An ever-growing list of people hold grievances against the CCP, including: Xinjiang Uyghurs, Hongkongers, Tibetans, Mongolians, Taiwanese, citizen journalists, June 4 democracy activists, university teachers and students, human rights lawyers, private entrepreneurs, Christians, financial refugees, veterans, teachers who demand unpaid wages, homeowners whose homes have been forcibly demolished, business owners who have been victimized, farmers who’ve lost their land, unemployed workers, petitioners, and victims of counterfeit and shoddy products.

Can Xi Protect Himself By Preserving the CCP?

On Dec. 7, 2012, the 23rd day after Xi became the head of the CCP, he left Beijing for inspections and chose Shenzhen as his first stop. The People’s Daily reported, “There was no making fuss, no road closures, no disturbances, no red carpets, no welcome banners, no escorts whatsoever. ”

The Nanfang Daily, or the Southern Daily in English, reported that Xi took the lead in strictly implementing “An eight-point code to cut bureaucracy and maintain close ties with the people” of the Politburo, and “arrived quietly with few escorts.”

Although Xi Jinping is now in a powerful position, he is so worried about his personal security that he does not feel safe at all, as described by a Chinese saying: “the whispering of the wind and the cries of cranes are enough to make every plant appear as enemy troops lying in ambush about to attack.”

In fact, the biggest threat to Xi’s life and safety comes from the CCP itself.

Since communist dictator Jiang Zemin launched a massive persecution campaign on July 20, 1999, against Falun Gong practitioners who believe in the principles of truth, compassion, and forbearance, Falun Gong practitioners have been thinking about why the CCP did this.

In November 2004, The Epoch Times published a series of editorials entitled “Nine Commentaries on the Communist Party.” For the first time in history, the Nine Commentaries revealed to the world the evil nature of the CCP, which does not believe in the divine and opposes nature, heaven, earth, and mankind.
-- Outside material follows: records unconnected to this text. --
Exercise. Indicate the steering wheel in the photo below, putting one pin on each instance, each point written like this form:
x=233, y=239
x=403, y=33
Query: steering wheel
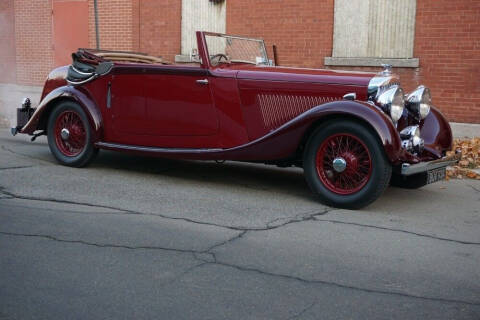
x=219, y=57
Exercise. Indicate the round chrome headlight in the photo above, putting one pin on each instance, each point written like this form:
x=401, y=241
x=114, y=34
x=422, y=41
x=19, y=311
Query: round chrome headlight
x=419, y=102
x=392, y=101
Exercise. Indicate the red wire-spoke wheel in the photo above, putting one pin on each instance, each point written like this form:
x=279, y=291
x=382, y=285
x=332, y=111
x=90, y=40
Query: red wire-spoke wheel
x=70, y=134
x=343, y=163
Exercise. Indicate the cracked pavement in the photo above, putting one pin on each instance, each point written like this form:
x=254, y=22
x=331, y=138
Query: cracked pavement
x=136, y=237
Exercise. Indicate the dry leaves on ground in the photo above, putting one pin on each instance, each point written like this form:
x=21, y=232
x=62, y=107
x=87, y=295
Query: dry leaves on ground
x=470, y=159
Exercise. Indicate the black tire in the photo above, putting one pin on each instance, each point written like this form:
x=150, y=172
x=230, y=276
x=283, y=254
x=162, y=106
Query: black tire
x=373, y=183
x=414, y=181
x=83, y=152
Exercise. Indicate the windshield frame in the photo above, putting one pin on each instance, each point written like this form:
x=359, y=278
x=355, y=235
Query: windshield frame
x=222, y=35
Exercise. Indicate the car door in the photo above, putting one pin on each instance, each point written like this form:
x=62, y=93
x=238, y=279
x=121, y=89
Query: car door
x=152, y=104
x=179, y=102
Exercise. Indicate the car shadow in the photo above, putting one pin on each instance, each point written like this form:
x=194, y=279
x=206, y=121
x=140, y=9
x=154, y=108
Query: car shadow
x=254, y=176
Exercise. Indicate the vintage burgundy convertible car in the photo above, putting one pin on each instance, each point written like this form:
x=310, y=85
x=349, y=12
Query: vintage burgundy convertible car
x=352, y=132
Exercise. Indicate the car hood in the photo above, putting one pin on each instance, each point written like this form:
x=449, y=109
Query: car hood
x=303, y=75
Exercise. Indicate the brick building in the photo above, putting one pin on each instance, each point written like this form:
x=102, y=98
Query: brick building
x=431, y=42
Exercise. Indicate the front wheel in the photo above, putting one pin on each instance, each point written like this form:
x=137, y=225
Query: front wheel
x=345, y=165
x=70, y=135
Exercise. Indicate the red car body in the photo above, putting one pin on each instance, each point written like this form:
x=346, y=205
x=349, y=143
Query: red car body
x=230, y=111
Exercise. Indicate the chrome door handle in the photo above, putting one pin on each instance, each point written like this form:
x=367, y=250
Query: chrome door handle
x=203, y=81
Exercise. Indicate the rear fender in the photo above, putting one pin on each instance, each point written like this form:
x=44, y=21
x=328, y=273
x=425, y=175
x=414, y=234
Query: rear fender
x=79, y=95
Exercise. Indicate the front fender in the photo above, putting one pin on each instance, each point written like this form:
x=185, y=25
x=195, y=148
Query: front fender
x=371, y=116
x=283, y=142
x=79, y=95
x=436, y=132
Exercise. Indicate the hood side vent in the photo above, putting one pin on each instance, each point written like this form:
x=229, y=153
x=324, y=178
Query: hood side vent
x=277, y=109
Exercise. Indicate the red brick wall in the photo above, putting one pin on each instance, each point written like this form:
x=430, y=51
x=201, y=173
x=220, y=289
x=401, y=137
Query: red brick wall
x=160, y=27
x=7, y=41
x=302, y=30
x=116, y=24
x=447, y=41
x=33, y=34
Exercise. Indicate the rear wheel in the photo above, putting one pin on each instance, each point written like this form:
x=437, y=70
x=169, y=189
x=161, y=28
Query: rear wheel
x=345, y=165
x=70, y=135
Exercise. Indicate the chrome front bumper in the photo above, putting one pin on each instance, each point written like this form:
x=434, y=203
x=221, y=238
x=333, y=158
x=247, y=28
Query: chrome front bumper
x=407, y=169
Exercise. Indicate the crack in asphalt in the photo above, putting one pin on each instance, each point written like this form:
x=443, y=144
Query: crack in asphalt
x=475, y=189
x=340, y=285
x=424, y=235
x=298, y=315
x=24, y=155
x=305, y=216
x=19, y=167
x=270, y=225
x=100, y=245
x=198, y=254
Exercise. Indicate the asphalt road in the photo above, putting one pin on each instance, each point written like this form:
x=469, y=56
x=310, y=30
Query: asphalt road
x=141, y=238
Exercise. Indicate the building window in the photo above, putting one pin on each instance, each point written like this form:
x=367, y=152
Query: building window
x=200, y=15
x=372, y=32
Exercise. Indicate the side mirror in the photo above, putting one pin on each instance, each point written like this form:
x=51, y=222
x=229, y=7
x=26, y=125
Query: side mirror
x=194, y=56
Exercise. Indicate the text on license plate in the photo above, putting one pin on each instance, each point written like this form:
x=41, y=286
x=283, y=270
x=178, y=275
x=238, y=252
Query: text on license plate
x=435, y=175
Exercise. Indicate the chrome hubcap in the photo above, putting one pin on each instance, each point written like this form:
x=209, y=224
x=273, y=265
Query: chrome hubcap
x=339, y=164
x=64, y=134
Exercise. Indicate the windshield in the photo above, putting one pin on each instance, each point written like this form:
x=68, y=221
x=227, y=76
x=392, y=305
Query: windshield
x=230, y=49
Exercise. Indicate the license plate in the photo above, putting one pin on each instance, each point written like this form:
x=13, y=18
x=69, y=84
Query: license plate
x=436, y=175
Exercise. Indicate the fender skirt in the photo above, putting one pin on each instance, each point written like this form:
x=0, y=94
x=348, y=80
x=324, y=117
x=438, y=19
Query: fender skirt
x=283, y=142
x=76, y=94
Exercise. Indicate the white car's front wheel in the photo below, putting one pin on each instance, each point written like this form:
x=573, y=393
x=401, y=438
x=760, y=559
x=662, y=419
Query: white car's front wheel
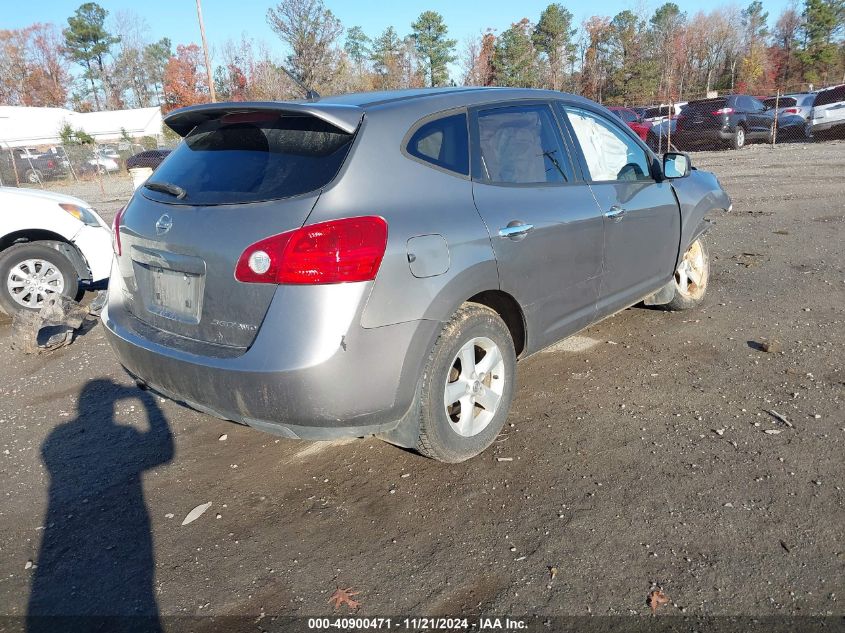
x=32, y=273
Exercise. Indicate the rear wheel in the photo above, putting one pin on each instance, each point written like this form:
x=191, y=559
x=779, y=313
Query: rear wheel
x=31, y=274
x=691, y=277
x=468, y=385
x=33, y=176
x=738, y=140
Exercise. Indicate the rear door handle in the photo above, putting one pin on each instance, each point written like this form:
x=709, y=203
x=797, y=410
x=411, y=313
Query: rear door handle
x=515, y=230
x=616, y=213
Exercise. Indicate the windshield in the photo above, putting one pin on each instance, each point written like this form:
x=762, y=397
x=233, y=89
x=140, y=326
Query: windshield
x=252, y=158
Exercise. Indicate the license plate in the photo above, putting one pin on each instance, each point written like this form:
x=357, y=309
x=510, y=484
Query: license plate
x=170, y=293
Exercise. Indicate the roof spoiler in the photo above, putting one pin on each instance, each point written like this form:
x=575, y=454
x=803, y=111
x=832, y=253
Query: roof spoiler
x=344, y=117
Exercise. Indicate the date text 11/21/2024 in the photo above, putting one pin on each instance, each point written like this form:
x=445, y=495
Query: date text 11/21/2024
x=413, y=624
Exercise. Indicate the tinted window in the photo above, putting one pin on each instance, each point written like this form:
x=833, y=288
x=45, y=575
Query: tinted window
x=610, y=153
x=443, y=142
x=783, y=102
x=833, y=95
x=249, y=158
x=522, y=145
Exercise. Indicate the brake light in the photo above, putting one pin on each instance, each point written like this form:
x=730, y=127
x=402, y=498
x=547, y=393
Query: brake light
x=115, y=227
x=332, y=252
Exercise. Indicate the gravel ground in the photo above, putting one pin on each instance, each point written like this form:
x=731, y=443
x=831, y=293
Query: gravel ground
x=649, y=457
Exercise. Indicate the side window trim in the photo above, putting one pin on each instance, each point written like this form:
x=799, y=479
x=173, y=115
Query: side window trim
x=579, y=153
x=435, y=117
x=476, y=171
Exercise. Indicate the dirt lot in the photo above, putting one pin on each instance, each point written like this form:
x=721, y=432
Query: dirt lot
x=646, y=459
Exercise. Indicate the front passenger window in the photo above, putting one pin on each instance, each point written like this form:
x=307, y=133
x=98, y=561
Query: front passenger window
x=609, y=152
x=521, y=145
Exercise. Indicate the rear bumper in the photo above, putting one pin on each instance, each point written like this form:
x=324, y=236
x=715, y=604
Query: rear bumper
x=825, y=125
x=307, y=379
x=701, y=136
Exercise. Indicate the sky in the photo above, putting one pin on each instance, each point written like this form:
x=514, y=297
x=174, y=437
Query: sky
x=229, y=19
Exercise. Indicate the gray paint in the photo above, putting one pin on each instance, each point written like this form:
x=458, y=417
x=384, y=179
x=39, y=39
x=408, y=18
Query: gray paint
x=346, y=359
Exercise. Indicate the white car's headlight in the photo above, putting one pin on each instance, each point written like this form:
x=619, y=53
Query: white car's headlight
x=86, y=216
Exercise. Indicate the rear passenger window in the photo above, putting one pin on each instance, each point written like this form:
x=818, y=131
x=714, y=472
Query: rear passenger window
x=521, y=145
x=610, y=153
x=833, y=95
x=253, y=157
x=443, y=142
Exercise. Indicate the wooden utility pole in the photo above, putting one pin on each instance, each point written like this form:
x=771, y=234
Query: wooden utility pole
x=205, y=50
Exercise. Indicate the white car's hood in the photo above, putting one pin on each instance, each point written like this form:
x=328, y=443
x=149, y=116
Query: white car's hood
x=58, y=198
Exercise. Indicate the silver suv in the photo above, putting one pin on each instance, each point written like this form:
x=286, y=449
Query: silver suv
x=374, y=264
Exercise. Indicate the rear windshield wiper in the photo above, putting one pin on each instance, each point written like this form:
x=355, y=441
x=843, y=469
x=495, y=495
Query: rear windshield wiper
x=167, y=187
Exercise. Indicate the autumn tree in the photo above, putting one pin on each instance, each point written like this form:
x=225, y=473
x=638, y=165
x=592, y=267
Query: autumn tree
x=822, y=20
x=185, y=78
x=87, y=42
x=32, y=70
x=312, y=32
x=666, y=25
x=477, y=60
x=387, y=58
x=435, y=49
x=515, y=61
x=552, y=37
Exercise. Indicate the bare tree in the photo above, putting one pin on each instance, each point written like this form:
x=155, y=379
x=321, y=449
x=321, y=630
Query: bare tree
x=312, y=32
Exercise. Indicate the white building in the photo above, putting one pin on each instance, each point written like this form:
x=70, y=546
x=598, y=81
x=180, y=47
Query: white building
x=30, y=127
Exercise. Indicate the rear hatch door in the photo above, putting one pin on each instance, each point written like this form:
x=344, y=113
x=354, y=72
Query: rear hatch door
x=237, y=178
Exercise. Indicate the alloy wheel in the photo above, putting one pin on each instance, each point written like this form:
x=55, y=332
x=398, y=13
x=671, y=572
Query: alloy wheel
x=474, y=386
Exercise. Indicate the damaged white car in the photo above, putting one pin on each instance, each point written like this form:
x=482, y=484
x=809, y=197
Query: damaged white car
x=50, y=244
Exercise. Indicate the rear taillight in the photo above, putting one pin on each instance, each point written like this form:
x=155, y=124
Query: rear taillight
x=332, y=252
x=115, y=227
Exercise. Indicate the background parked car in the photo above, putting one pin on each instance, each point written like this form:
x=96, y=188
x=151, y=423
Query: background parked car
x=827, y=117
x=793, y=112
x=634, y=120
x=730, y=121
x=35, y=168
x=100, y=163
x=49, y=244
x=149, y=158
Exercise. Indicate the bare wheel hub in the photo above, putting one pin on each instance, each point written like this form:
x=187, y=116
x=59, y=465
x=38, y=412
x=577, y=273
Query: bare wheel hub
x=691, y=275
x=32, y=281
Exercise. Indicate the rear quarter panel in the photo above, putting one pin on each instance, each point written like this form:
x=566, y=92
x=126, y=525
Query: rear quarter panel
x=698, y=194
x=416, y=200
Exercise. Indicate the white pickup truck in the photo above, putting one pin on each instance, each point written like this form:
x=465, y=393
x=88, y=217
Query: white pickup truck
x=49, y=244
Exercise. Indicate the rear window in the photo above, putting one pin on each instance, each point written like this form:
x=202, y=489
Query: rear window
x=705, y=106
x=834, y=95
x=245, y=158
x=443, y=142
x=783, y=102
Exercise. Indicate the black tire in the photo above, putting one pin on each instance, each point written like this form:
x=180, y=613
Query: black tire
x=14, y=255
x=438, y=437
x=739, y=138
x=33, y=176
x=692, y=294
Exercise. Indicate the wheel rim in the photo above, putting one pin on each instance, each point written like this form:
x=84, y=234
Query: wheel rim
x=691, y=275
x=474, y=386
x=32, y=281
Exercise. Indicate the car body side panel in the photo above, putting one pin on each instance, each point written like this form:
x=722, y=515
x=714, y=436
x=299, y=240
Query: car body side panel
x=698, y=194
x=428, y=198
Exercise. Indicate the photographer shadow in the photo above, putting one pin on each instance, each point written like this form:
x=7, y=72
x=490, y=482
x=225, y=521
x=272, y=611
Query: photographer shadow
x=96, y=566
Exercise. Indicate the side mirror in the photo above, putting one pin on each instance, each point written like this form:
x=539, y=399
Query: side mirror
x=676, y=165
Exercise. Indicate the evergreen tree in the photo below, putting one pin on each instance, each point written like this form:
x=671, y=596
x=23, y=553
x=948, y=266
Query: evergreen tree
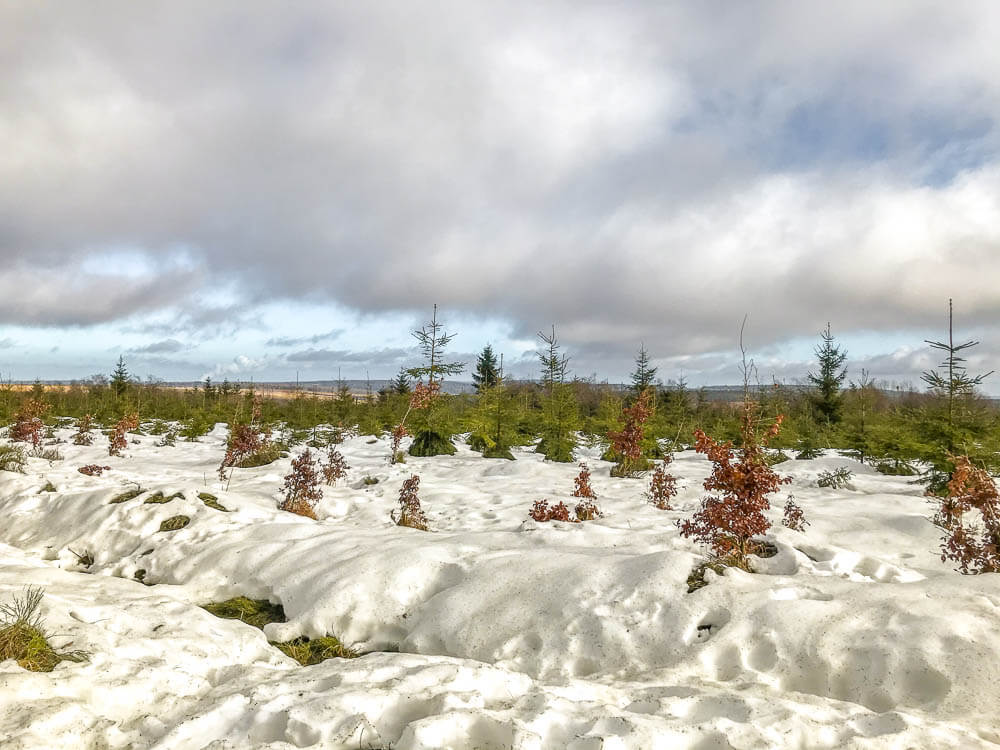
x=432, y=424
x=401, y=383
x=952, y=383
x=487, y=372
x=120, y=378
x=559, y=406
x=831, y=376
x=642, y=376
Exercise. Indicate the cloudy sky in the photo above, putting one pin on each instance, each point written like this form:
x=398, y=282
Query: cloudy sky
x=246, y=189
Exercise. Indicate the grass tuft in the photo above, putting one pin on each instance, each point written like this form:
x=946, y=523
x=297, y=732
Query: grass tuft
x=22, y=635
x=127, y=495
x=212, y=501
x=256, y=612
x=312, y=651
x=260, y=612
x=158, y=498
x=175, y=523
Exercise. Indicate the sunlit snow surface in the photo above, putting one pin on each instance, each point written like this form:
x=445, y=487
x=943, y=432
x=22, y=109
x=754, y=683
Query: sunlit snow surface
x=492, y=631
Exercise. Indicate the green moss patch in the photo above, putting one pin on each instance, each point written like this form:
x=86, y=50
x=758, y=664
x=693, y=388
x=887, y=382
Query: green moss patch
x=260, y=612
x=256, y=612
x=312, y=651
x=212, y=501
x=174, y=523
x=127, y=495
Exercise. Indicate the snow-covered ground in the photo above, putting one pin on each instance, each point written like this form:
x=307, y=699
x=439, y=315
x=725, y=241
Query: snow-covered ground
x=492, y=631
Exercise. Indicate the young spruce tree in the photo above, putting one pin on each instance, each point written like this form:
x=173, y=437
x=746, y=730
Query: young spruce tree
x=487, y=371
x=832, y=372
x=432, y=426
x=559, y=407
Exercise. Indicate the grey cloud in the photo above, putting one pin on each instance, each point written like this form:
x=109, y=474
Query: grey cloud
x=630, y=171
x=377, y=357
x=166, y=346
x=292, y=341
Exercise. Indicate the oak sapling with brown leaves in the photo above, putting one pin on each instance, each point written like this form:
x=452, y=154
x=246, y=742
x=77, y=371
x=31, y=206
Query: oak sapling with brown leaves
x=116, y=439
x=410, y=512
x=793, y=517
x=335, y=467
x=975, y=547
x=662, y=486
x=301, y=488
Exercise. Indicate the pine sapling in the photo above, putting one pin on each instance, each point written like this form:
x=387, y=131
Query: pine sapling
x=335, y=467
x=83, y=427
x=116, y=439
x=301, y=488
x=410, y=512
x=662, y=486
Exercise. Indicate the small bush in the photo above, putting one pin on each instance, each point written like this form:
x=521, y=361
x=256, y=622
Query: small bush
x=175, y=523
x=627, y=444
x=28, y=427
x=23, y=638
x=895, y=468
x=256, y=612
x=335, y=467
x=728, y=522
x=301, y=488
x=662, y=486
x=410, y=512
x=975, y=547
x=248, y=446
x=116, y=439
x=542, y=512
x=793, y=517
x=83, y=427
x=835, y=478
x=582, y=484
x=12, y=458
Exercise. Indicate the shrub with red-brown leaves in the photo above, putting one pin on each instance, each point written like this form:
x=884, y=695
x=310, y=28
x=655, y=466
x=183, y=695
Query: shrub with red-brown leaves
x=301, y=488
x=335, y=467
x=582, y=482
x=28, y=427
x=627, y=443
x=83, y=427
x=116, y=440
x=728, y=521
x=662, y=486
x=245, y=440
x=541, y=511
x=410, y=512
x=975, y=547
x=793, y=517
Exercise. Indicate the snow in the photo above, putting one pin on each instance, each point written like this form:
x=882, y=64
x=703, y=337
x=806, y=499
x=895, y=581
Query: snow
x=492, y=631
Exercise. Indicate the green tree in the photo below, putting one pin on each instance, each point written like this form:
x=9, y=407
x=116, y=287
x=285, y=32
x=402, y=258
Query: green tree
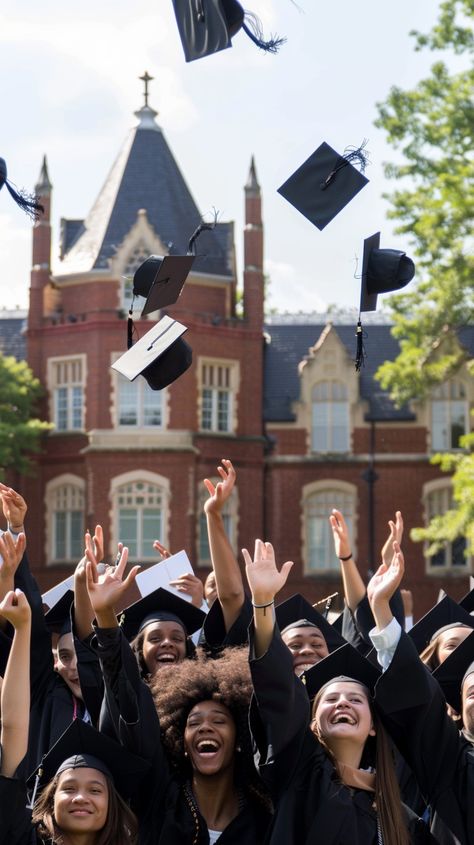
x=433, y=128
x=20, y=430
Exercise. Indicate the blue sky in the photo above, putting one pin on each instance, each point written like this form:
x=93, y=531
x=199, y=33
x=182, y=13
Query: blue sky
x=71, y=86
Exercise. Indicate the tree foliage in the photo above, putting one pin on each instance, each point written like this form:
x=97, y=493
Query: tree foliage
x=432, y=126
x=20, y=430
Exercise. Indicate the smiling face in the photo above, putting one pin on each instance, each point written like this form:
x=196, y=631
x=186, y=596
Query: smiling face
x=343, y=715
x=449, y=640
x=66, y=664
x=209, y=738
x=307, y=646
x=81, y=801
x=163, y=643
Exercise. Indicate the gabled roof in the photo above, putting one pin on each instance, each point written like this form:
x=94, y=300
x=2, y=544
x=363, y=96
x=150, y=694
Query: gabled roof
x=146, y=176
x=290, y=342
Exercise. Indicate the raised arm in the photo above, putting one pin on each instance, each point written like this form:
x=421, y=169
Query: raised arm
x=230, y=588
x=16, y=684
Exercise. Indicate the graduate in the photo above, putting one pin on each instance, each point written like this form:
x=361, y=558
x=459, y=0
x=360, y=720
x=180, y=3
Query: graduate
x=320, y=768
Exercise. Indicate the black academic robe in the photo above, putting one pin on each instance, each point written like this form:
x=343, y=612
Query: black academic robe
x=312, y=806
x=414, y=711
x=162, y=804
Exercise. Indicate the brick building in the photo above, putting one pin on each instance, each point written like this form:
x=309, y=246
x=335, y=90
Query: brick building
x=281, y=399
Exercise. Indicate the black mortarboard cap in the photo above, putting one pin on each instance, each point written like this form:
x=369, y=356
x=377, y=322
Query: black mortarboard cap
x=450, y=673
x=160, y=356
x=207, y=26
x=82, y=746
x=324, y=184
x=446, y=612
x=345, y=662
x=296, y=609
x=58, y=617
x=383, y=271
x=161, y=280
x=27, y=202
x=160, y=604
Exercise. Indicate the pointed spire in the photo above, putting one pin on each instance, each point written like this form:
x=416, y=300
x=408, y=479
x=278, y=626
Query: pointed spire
x=43, y=184
x=146, y=115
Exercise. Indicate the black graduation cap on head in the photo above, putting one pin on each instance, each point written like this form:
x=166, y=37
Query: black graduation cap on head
x=446, y=612
x=160, y=356
x=343, y=664
x=296, y=609
x=29, y=203
x=450, y=673
x=82, y=746
x=161, y=605
x=58, y=617
x=325, y=183
x=207, y=26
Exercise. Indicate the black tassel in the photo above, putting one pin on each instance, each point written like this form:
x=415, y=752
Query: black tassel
x=203, y=227
x=28, y=202
x=360, y=351
x=352, y=155
x=253, y=28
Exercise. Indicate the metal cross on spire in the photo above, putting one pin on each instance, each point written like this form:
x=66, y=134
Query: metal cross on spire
x=146, y=79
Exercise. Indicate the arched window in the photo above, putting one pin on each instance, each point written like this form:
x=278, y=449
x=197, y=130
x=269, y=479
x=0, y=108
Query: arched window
x=330, y=417
x=449, y=415
x=141, y=507
x=319, y=544
x=66, y=516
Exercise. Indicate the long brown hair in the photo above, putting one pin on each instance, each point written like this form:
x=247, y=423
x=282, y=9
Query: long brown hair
x=121, y=827
x=378, y=753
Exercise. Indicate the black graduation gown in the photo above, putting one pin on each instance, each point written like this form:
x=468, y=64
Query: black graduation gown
x=165, y=813
x=414, y=710
x=311, y=804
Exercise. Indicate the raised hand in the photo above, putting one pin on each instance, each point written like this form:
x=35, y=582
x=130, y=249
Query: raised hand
x=395, y=536
x=340, y=533
x=16, y=610
x=264, y=579
x=192, y=586
x=14, y=508
x=106, y=592
x=219, y=493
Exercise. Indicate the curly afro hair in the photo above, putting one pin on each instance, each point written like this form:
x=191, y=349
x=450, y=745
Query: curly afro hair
x=177, y=689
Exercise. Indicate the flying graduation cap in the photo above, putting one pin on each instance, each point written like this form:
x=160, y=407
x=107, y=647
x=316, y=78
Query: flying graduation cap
x=325, y=183
x=29, y=203
x=208, y=26
x=383, y=271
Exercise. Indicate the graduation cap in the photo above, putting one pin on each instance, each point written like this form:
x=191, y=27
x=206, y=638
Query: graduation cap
x=383, y=271
x=451, y=672
x=27, y=202
x=325, y=183
x=208, y=26
x=296, y=610
x=58, y=617
x=343, y=664
x=160, y=356
x=446, y=613
x=160, y=606
x=82, y=746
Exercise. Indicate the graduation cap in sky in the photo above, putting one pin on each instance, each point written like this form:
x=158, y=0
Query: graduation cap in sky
x=208, y=26
x=29, y=203
x=325, y=183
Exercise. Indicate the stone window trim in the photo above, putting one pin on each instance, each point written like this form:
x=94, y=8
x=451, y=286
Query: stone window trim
x=145, y=477
x=311, y=489
x=232, y=366
x=52, y=487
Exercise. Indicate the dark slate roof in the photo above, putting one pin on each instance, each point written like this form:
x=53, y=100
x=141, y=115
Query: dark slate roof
x=12, y=336
x=290, y=343
x=146, y=176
It is an evil specter opposing the universe.

Throughout its history, the CCP has been a mechanism of democide. Xi’s father, Xi Zhongxun, was nearly buried alive during the CCP infighting in the 1930s. He was branded as the head of an “anti-Party group” during the CCP infighting in the 1960s and was punished for 16 years. He was dismissed before the expiration of his tenure and “exiled” to Shenzhen during the CCP infighting in the 1990s.

Nonetheless, after Xi Jinping became the head of the CCP, he seemed to have forgotten his father’s experience and fell back into the vicious circle of infighting. If he does not fight others, others will fight him.

After 100 years of infighting, the CCP has come to a point where it is fraught with problems or flaws. When Jiang Zemin, the most corrupt within the top corrupt echelons of the CCP’s party, government, and military, was in power, the CCP began to move toward total and complete corruption. Hu Jintao was in power for ten years, but he was only a puppet chairman during those ten years. Xi has now been in power for more than eight years, and the CCP is in full crisis and faces final disintegration.

Today’s CCP is like a rotten apple, already rotten to the core. Xi thought that by preserving the party, he could preserve his power and save his life. However, when he looks around, all he can see are enemies, both inside and outside the party, and both in China and abroad. How is it possible for him to be safe when there are enemies everywhere?

Wang Youqun graduated with a Ph.D. in law from the Renmin University of China. He once worked as a copywriter for Wei Jianxing (1931–2015), a member of the CCP Politburo Standing Committee from 1997 to 2002.

Views expressed in this article are the opinions of the author and do not necessarily reflect the views of The Epoch Times.